トッテナム・ホットスパーに所属するブラジル代表FWリシャルリソンが、今夏の移籍市場でクラブを離れる可能性が濃厚となっている。英『The Sun』の報道によれば、クラブの新監督に就任したトーマス・フランクが、28歳のストライカーに対して放出を容認する姿勢を示しており、移籍へのハードルが一気に下がったようだ。
2022年夏、当時のアントニオ・コンテ政権下でエバートンから約5000万ポンドで鳴り物入りの加入を果たしたリシャルリソンだったが、2シーズンにわたって北ロンドンで思うような結果を残すことはできなかった。
トッテナムでの通算出場90試合でわずか20ゴール10アシストと、期待された得点力は影を潜め、今季に至っては30試合以上を怪我で欠場。プレミアリーグでは15試合の先発出場にとどまり、4得点という寂しい数字に終わっている。
献身性や守備時の貢献には一定の評価があるものの、トーマス・フランクは得点力の乏しさを課題として捉えており、クラブはすでに損失の最小化を念頭に、完全移籍での放出を模索しているという。
ガラタサライが獲得へ本腰へ!エバートン復帰は消滅…サウジからの関心も届かず
現時点でリシャルリソンの移籍先として最有力とされているのが、トルコの名門ガラタサライだ。同クラブは当初レンタルでの獲得を検討していたが、ここへ来て完全移籍での交渉に切り替えたとされ、移籍金は2000万ポンド前後に落ち着く見通しだ。
一方、かつて在籍したエバートンへの復帰も一部メディアで取り沙汰されたが、デイヴィッド・モイーズ監督がその可能性を否定したと、英『The Sun』は伝えている。クラブはニューカッスルのカラム・ウィルソンをキャルバート=ルーウィンの後継者としてリストアップしており、ベトの存在も含めて前線の編成は既に進行中のようだ。
また、サウジアラビアからもオファーの打診は届いていた模様だが、本人はあくまでも欧州でのプレーを望んでおり、中東移籍の線は現時点で優先順位が低いと見られている。
さらに、ガラタサライがリシャルリソンに注目する背景には、ナポリのナイジェリア代表FWヴィクター・オシムヘンの獲得難航がある。

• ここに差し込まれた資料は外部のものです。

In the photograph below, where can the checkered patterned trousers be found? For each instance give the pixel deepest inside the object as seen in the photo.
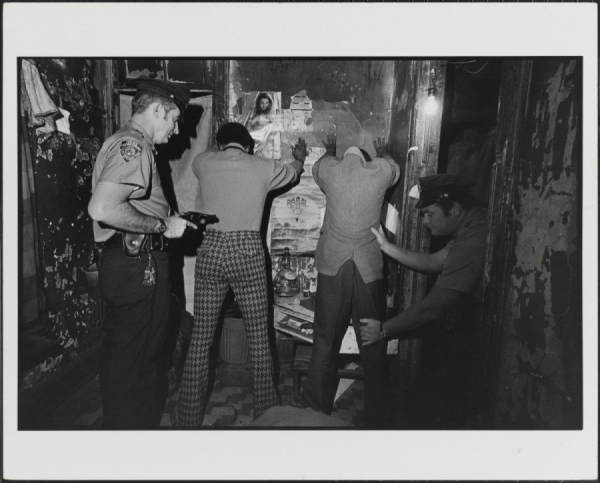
(225, 259)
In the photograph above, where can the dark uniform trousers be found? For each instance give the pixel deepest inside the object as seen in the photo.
(338, 298)
(136, 316)
(225, 259)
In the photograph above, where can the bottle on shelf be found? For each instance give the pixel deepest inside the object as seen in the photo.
(287, 283)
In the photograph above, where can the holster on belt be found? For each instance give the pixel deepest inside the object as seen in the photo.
(133, 243)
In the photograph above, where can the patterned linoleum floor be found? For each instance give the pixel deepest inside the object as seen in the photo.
(228, 406)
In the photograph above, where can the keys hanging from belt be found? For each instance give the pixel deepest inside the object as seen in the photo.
(150, 271)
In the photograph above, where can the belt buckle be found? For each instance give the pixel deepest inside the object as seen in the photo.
(158, 242)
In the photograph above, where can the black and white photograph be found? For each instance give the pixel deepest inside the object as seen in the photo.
(231, 261)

トルコ王者はオシムヘンに対し7500万ユーロという巨額のオファーを準備しているが、返答が得られず時間切れも迫っている状況だ。アブドゥッラー・カブクチュ副会長も、より好条件を提示しているにもかかわらず、交渉が停滞している現状に不満を隠していない。
こうした中で、より現実的なターゲットとして浮上しているのがリシャルリソンというわけだ。ガラタサライにとっては戦力補強の“プランB”であると同時に、彼が持つ経験値や献身性は、欧州カップ戦での戦いを見据えるクラブにとって大きな価値となるだろう。
トッテナム側としても、得点力の強化を図る中で、リシャルリソンの放出による資金確保は補強戦略を進めるうえで好材料。プレミアリーグでの苦い記憶を払拭し、再び輝きを放つ舞台となるかもしれない。